Abbildung in dieser Leseprobe nicht enthalten

Abb. 2: Entsendungsmotive der Unternehmen[9]

2.1.1 Beidseitiger Know-how-Transfer

Kenntnisse und Erfahrungen, die in der Auslandsgesellschaft nicht oder ungenügend vorhanden sind, sollen von der Muttergesellschaft transferiert werden. Dabei wird zwischen drei Arten von Know-how unterschieden. Zum einen gilt es, geschäftsbezogene Kenntnisse und Fähigkeiten zur Aufgabendurchführung zu übermitteln, wie z. B. Marktkenntnisse oder die Vermittlung persönlicher Beziehungen. Zweitens wird das informationstechnologische Know-how für die Übermittlung von Informationen an das Stammhaus benötigt. Die dritte Art, das administrative Know-how, gewährleistet die Durchführung von verwaltenden und steuernden Tätigkeiten.[10]

2.1.2 Koordinations- und Kontrollfunktion

Die Koordination und Kontrolle aller Handlungen innerhalb eines Konzerns zählt zu den schwierigsten Aufgaben eines Managers. Um dem mit Erfolg nachkommen zu können, ist eine einheitliche Berichterstattung notwendig und das Management auf die Zusammenarbeit der Mitarbeiter - unterschiedlicher Nationalitäten und Kulturen – in den jeweiligen Gesellschaften angewiesen.[11]

Das heutzutage oft genannte Ziel der Verbesserung des Kommunikationsflusses, zur Abstimmung von Handlungen für ein gemeinsames Ergebnis sowie für den Aufbau einer gemeinsamen Strategie und einer einheitlichen Unternehmensführung erfolgt durch zentral formulierte Ziele, Richtlinien und Maßnahmen.[12] Allerdings ist den Tochtergesellschaften im Ausland auch ein gewisses Maß an Autonomie zu gewähren, um sich soweit notwendig, den lokalen Besonderheiten anpassen zu können. Dies darf aber nicht zu Lasten der Interessen der Muttergesellschaft gehen darf.[13]

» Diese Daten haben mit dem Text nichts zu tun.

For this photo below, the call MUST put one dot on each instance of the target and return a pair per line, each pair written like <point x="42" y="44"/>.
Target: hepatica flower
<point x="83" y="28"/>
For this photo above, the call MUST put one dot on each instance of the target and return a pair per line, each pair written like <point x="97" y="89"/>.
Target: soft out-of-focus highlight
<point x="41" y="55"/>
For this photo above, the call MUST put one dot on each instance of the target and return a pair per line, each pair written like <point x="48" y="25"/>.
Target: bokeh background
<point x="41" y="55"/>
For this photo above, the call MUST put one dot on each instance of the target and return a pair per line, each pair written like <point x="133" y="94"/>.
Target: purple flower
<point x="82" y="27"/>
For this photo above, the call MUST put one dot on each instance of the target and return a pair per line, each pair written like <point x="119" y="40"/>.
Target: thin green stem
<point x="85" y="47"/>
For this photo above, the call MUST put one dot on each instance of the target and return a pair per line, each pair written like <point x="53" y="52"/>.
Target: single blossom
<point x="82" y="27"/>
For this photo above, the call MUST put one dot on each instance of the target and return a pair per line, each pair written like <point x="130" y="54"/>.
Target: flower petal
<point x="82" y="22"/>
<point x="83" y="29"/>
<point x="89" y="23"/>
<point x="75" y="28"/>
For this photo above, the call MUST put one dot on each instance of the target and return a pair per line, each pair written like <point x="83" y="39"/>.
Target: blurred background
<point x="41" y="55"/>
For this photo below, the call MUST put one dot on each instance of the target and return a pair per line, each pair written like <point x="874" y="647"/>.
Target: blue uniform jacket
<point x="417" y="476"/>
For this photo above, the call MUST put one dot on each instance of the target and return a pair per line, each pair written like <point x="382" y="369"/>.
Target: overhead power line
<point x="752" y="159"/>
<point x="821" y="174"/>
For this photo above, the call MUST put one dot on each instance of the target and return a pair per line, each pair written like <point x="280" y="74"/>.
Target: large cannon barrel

2.1.3 Personalentwicklungsmaßnahmen

Die Entsendung als Teil der Laufbahnplanung bei Nachwuchskräften soll zum einen deren Führungsfähigkeiten entwickeln, indem ihnen mehr Einsicht für internationale Zusammenhänge und kulturelle Kompetenzen vermittelt wird. Zum anderen sollen die einheimischen Mitarbeiter durch das Wissen und die Erfahrungen der Entsandten geschult, ausgebildet und eingearbeitet werden, um zukünftig qualifizierte Aufgaben übernehmen und Mitarbeiter führen zu können.[14]

2.1.4 Mangel qualifizierter Fach- und Führungskräfte

Um das Fehlen einheimischer Führungskräfte zu kompensieren und formelle als auch informelle Beziehungsgefüge aufzubauen, eignet sich die Entsendung von qualifizierten Fach- und Führungskräften aus der Heimat- in die Auslandsgesellschaft. Durch diese Besetzungsstrategie werden einerseits gerade die persönlichen Beziehungen als auch die Qualität der Informationsvermittlung entscheidend verbessert und andererseits die Entwicklung einer weltweit tragenden Unternehmenskultur unterstützt.[15] Weitere Vorteile der Entsendung von Stammhausmitarbeitern sind die auswärtige Vertretung der Interessen der Muttergesellschaft in Institutionen und Gremien, sowie die Durchsetzung eines einheitlichen Reportingsystems, Führungs- und Kommunikationsstils. Auch die Ausbildung des einheimischen Personals kann direkt durch die Vertreter der Stammgesellschaft und in deren Sinne erfolgen.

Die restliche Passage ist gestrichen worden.